Vailly — Moulin De Léré
If I could go back, right now, to one place from our honeymoon it would be this inn. I love being in the middle of seemingly no-where; places where there are more locals than tourists, and you feel like you’re really part of the landscape. Also, I love delicious food. I got everything I could ask for in this secluded converted mill. The husband and wife owners and the building were so charming. It was the largest room we had the whole vacation and had a little deck overlooking the mountain. THE FOOD was the best we had. It is locally sourced, fine french dining, with, of course, delicious french wine and cheese. The wife was host, waitress, sommelier, and for us, patient translator. I won’t describe the whole menu, but it started with asparagus cappuccino and ended with us taking an extra bottle of wine back to Boston.

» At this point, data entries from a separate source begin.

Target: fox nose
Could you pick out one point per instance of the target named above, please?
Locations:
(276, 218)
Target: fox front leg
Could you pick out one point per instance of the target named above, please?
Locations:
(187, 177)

Oh and in the morning I had the best butter (on warm, freshly baked bread) of my life — “from those cows you see right on the hill there”.
Days 6 — 7:
Burgundy wine region — Pommard
We stayed in this adorable Airbnb in a couple’s lush garden house. The town is small, walkable, and very near Beaune, which we also explored. We drank a lot of wine, ate a lot of cheese, and walked through the village, countryside, and vineyards.
Hôtel-Dieu, a historic hospital and church in Beaune
On our way to Paris, we stopped at the Château de Vaux le Vicomte
The man who built it was King Louis XIV’s financial officer. The king, in his jealousy, claimed that he must’ve stolen the money from the royal treasury in order to build it and imprisoned him, executed him, and stole his architect, landscaper, and painter to work on the Palace of Versailles.
Days 8 — 12:
We thoroughly enjoyed our Parisian experience. We took in the museums, Versailles, and ate out at different, amazing restaurants every night.
Our hotel was on the Rue Saint Severin, in the 5th arr., which is full of great food and nightlife. Unfortunately, at this point we were both very sick with the kind of green messy gunk that makes dancing into the wee hours impossible. But, with help from the pharmacies and by propping each other up (great practice for times to come), we managed to get in and enjoy everything we wanted to do. We can dance at home, but we can’t get late-night crepes every night.
We enjoyed the sunset at Montmartre with cheese and wine and walked down past the Moulin Rouge.
We devoured, politely, a wonderful tasting menu on our last night. It was close to the eiffel tower, but not super touristy, so was perfect to enjoy right before we went up to the top.
During the trip I occasionally took a ten seconds or so of video. There is something so magical about looking back at moving memories and it was an easy enough thing to do. I cobbled together a second or so of each to make a video of the whole trip. It was one of the best decisions I made and although I can’t help but to feel like I’m bragging to share it, I’m so glad I took just enough footage to enjoy it after and still be present while we were there. You can tell he really loves me in the clip where he’s carrying around my purse.
We had a layover in beautiful Iceland on the way home. While it was super sad to go, by that time I was glad to get back to America, with fresh air and new work challenges. Now we are nicely settled into our married life. Though not much has really changed, besides my last name and our shared bank accounts, it is just glorious to be officially committed and have had our family and friends witness our promises to each other. Now I’m back to work, designing websites, branding, and now wedding dresses, and dreaming about where we will go next.